Last updated: 2026-06-04

What we collect

We collect the minimum needed to operate the service: your email (for sign-in), a passkey credential record (public by WebAuthn design — never your private key), and a session token tied to your device. We log request metadata (timestamp, route, status code, redacted IP) for operational and security purposes.

What we do not collect

We do not store passwords (there are none). We do not request, receive, or store identity documents, banking details, social profiles, or any third-party tracking identifiers. We do not embed third-party analytics or advertising SDKs.

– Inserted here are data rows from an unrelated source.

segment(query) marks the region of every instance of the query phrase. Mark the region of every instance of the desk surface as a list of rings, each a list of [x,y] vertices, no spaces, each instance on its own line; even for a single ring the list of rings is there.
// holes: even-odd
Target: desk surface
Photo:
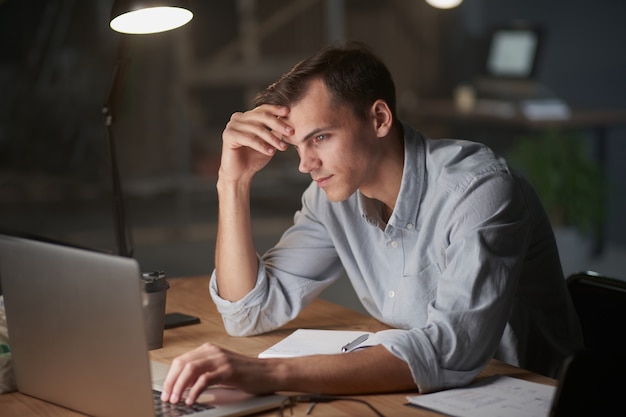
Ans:
[[[167,294],[167,311],[182,312],[200,317],[197,325],[166,330],[161,349],[150,351],[150,358],[161,362],[171,362],[181,353],[193,349],[203,342],[223,346],[235,352],[248,355],[258,355],[261,351],[286,337],[297,328],[315,329],[344,329],[378,331],[388,328],[377,320],[323,300],[315,300],[292,322],[281,329],[269,334],[254,337],[232,337],[226,334],[222,319],[217,313],[215,305],[208,294],[208,278],[178,278],[171,279],[171,288]],[[529,381],[555,385],[556,381],[541,375],[533,374],[524,369],[516,368],[499,361],[491,361],[481,374],[509,375]],[[414,392],[404,392],[384,395],[353,396],[368,401],[385,416],[438,416],[440,414],[408,407],[406,396]],[[352,402],[334,402],[318,404],[313,415],[333,416],[368,416],[368,410],[363,405]],[[298,404],[293,409],[294,416],[304,416],[307,404]],[[76,417],[82,414],[75,413],[53,404],[37,400],[21,393],[0,395],[0,411],[3,417]],[[275,416],[275,411],[259,414]],[[373,415],[373,413],[371,414]]]

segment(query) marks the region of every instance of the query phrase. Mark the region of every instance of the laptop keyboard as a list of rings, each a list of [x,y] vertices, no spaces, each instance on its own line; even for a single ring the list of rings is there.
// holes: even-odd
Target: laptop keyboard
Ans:
[[[161,393],[155,390],[152,390],[152,398],[154,400],[154,409],[156,411],[157,417],[186,416],[189,414],[197,413],[199,411],[215,408],[209,404],[187,405],[182,401],[177,404],[163,402],[161,401]]]

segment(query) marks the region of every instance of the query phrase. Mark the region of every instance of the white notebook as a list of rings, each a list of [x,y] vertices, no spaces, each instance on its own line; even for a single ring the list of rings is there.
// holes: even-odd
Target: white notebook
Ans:
[[[372,334],[362,330],[298,329],[274,346],[261,352],[259,358],[289,358],[351,352],[355,349],[371,346],[367,342]],[[353,343],[355,341],[357,343]]]

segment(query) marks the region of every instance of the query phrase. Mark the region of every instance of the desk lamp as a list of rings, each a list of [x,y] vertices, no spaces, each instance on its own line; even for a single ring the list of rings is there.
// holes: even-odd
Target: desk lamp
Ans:
[[[185,25],[193,18],[188,1],[182,0],[115,0],[111,10],[110,26],[122,34],[149,34],[165,32]],[[125,67],[126,38],[122,35],[119,44],[117,63],[113,73],[113,81],[108,99],[102,109],[107,132],[111,162],[111,181],[114,198],[115,236],[118,253],[132,257],[130,231],[126,227],[124,196],[121,187],[113,123],[115,121],[115,105],[119,96],[119,79]]]
[[[426,3],[438,9],[452,9],[462,2],[463,0],[426,0]]]

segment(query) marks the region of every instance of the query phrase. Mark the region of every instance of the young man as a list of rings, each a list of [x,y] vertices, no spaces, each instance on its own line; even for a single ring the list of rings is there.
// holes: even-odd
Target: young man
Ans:
[[[385,65],[359,44],[299,63],[223,133],[211,295],[233,335],[273,330],[345,270],[367,311],[396,328],[375,346],[258,359],[206,344],[176,358],[172,402],[191,388],[373,393],[464,385],[492,357],[555,375],[581,346],[554,236],[529,185],[488,148],[431,140],[396,117]],[[262,257],[250,186],[293,146],[313,183]]]

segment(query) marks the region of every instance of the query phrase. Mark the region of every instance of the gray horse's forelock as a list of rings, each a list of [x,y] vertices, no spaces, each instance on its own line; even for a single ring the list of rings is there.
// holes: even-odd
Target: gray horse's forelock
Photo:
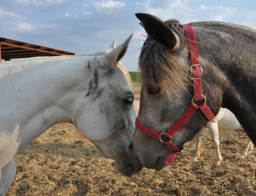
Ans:
[[[159,88],[169,97],[177,95],[178,89],[187,89],[191,82],[188,67],[179,61],[160,44],[148,38],[139,58],[144,90]]]

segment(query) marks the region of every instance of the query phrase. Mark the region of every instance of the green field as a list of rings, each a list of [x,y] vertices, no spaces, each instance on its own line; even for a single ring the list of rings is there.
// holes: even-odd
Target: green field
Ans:
[[[132,81],[134,84],[139,84],[140,83],[140,73],[138,72],[129,72]]]

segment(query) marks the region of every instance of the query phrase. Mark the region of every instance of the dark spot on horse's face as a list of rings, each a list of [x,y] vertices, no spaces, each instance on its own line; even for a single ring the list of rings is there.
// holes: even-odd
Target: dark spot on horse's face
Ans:
[[[87,97],[87,96],[89,96],[90,95],[91,93],[90,93],[90,91],[89,91],[86,95],[86,96],[84,96],[84,97]]]
[[[91,69],[91,62],[90,61],[88,61],[87,67],[88,68],[88,70],[90,70]]]
[[[96,100],[97,99],[100,98],[104,91],[104,89],[99,90],[96,93],[95,97],[93,98],[93,101]]]
[[[89,82],[89,91],[91,91],[92,89],[93,89],[93,81],[91,80]]]

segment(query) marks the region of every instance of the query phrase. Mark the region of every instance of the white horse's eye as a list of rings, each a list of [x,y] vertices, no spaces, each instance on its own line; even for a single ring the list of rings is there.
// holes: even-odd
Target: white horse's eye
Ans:
[[[133,104],[134,101],[134,97],[129,97],[123,100],[123,102],[126,105],[131,105]]]

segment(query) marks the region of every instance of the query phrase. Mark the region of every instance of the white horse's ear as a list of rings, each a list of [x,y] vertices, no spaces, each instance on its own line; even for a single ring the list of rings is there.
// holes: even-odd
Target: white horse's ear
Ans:
[[[110,47],[106,51],[108,53],[109,53],[110,52],[111,52],[112,50],[113,50],[114,49],[115,49],[116,48],[116,40],[115,40],[112,42],[112,43],[111,43],[111,45],[110,45]]]
[[[113,49],[105,56],[105,58],[108,61],[109,70],[113,70],[117,66],[117,63],[121,60],[123,55],[124,55],[133,35],[133,34],[131,34],[129,37],[128,37],[123,43]]]

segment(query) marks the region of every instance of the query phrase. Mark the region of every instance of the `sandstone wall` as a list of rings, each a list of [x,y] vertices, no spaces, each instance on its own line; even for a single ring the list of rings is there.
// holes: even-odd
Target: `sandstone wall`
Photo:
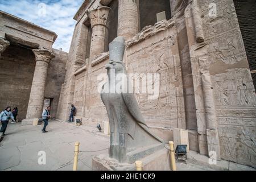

How we use your information

Email + passkey are used solely to authenticate you and contact you about your account (one-time codes, account-state notifications). Operational logs are used to keep the service running and to investigate security events.

Sharing

We do not sell your data. We do not share it with third parties except where required by law or to protect the integrity of the service. Email delivery is handled by our SMTP provider; that provider sees the destination email and the message you receive (one-time codes), nothing more.

Cookies

We use a single first-party session cookie (HttpOnly, Secure, SameSite=Lax) to keep you signed in. No tracking cookies, no third-party cookies. A small piece of local storage records your theme + text-size preferences and your acceptance of this notice.

Your rights

You can sign out at any time. You can request export or deletion of your account by emailing . We respond within a reasonable time and confirm deletion when complete.

Changes

Material changes to this policy will be reflected on this page with an updated date.